How can life science leaders create the right conditions for performance success?

  1. Anchor in purpose: Reinforce the mission regularly – whether it’s improving patient outcomes or advancing scientific discovery. A clear purpose aligns teams across disciplines.
  2. Create psychological safety: When people feel safe to share ideas or admit mistakes, innovation thrives. This is especially crucial in cross-functional teams navigating complex challenges.
  3. Recognise human skills: Celebrate empathy, creativity, and collaboration alongside technical achievements. These skills drive innovation as much as scientific expertise.
  4. Coach more, manage less: Help team members connect their daily tasks to the organisation’s broader mission. Purpose-driven teams are more engaged and resilient.
  5. Lead with emotional intelligence: EQ isn’t a buzzword – it’s a leadership imperative. Building trust and adaptability equips teams to navigate uncertainty with confidence.
  6. Use AI tools to do more faster: Enhance insight, accelerate analysis, and free time for human creativity – but always couple the output with context, curiosity, and good judgment.

Beyond the Profit Motive

In life sciences, of course, profit is essential, but it’s not the end game. As Peter Drucker said, “Profit is like oxygen; there is no life without it… but it is not the reason for living.”

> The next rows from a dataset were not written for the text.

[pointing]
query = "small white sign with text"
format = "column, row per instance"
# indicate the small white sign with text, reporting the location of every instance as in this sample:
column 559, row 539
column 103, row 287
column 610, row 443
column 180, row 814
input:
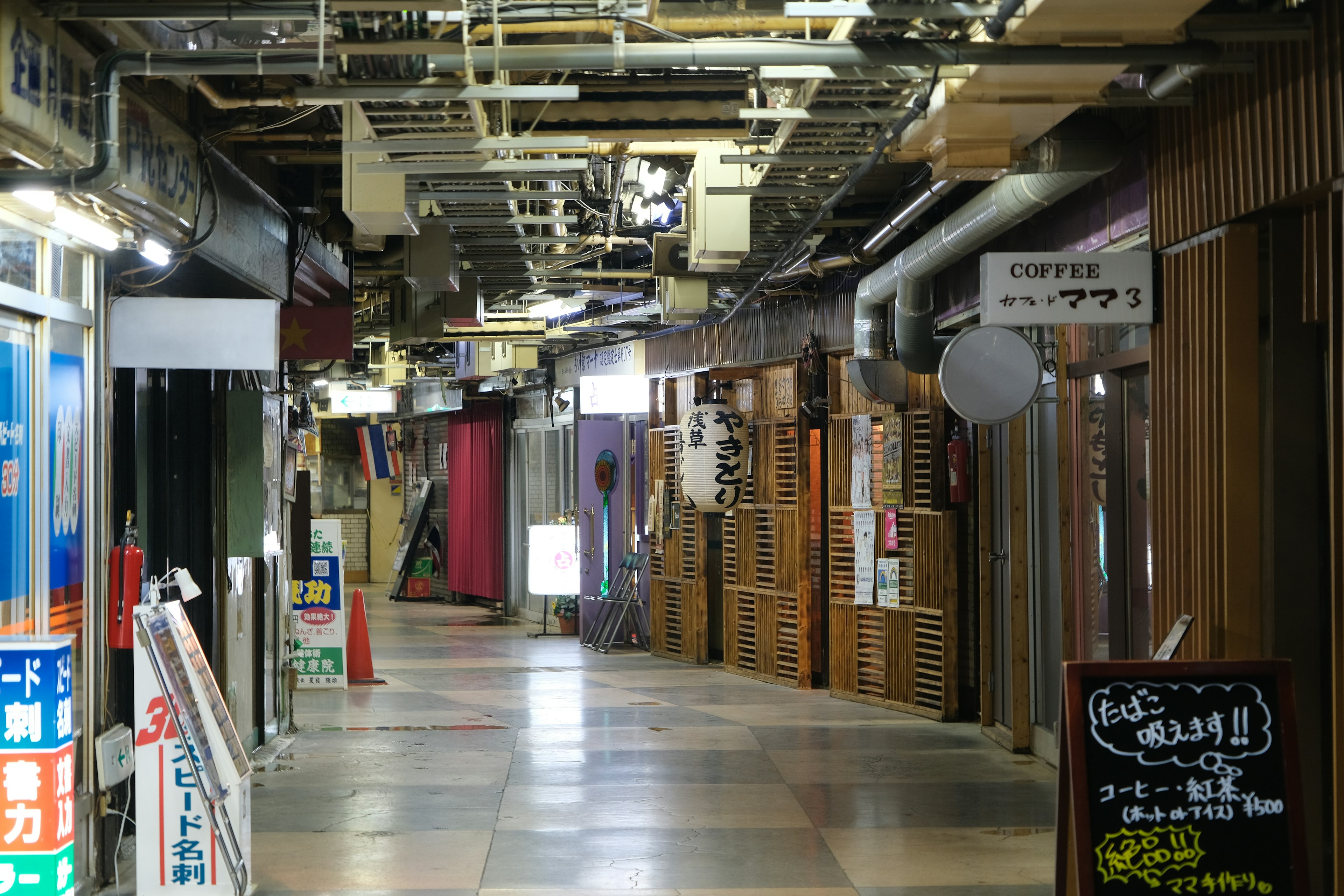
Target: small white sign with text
column 1030, row 289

Dan Pink puts it another way: “When the profit motive becomes unmoored from the purpose motive, bad things happen.”

Successful life science leaders understand this balance, focusing on purpose-led outcomes – patient lives, scientific progress, and societal impact.

The Bottom Line

In complex and high-stakes fields, success depends on more than setting targets and pushing for results. It requires leaders to find new ways to deliver human performance.

Leadership today is no longer just about vision to results; it requires empathy, emotional intelligence and kindness. Extraordinary leaders inspire and motivate. They act as leader-coaches, confidently giving and receiving feedback, empowering their teams, and setting clear expectations.

To the leader who asked, “Why can’t they just get on with it?” – the answer is simple: because your people are not machines. And that’s precisely why they’re capable of extraordinary things.